Wednesday 9 January 2008

Privacy and Media Power

Ha! As predicted by me a couple of days ago, the totally unknown TV presenter who hit the headlines in the media, Mark Speight, who was essentially charged, tried and convicted of the murder of his girlfriend by the red top media has been released by the police from his bail conditions and is no longer a suspect (http://news.bbc.co.uk/1/hi/entertainment/7178373.stm).

I am essentially a free market type who believes that people should be allowed to make their own decisions and that regulation should be kept as light as possible. Government intervention is almost always counterproductive. Government does most things badly.

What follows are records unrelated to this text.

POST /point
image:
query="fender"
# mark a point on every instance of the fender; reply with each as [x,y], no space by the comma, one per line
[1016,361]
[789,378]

However, we need some sort of privacy law or restraint on the media so that people like this guy are protected from media exploitation. Right now they can print anything about anyone, totally trash your reputation, all in order to get one day's titillating headline, sell more papers and make more money. They then get admonished by the PCC and get away with an apology of a few tiny lines buried on page 23 some weeks later.

Until the law changes and the PCC gets some teeth and is able to fine a paper big bucks - and I mean millions - for printing lies, exaggerations or wild insinuations, our democracy is being perverted. The problem of course is that every politician is frightened of the media and is not willing to put their head above the parapet. Too many skeletons in all their cupboards.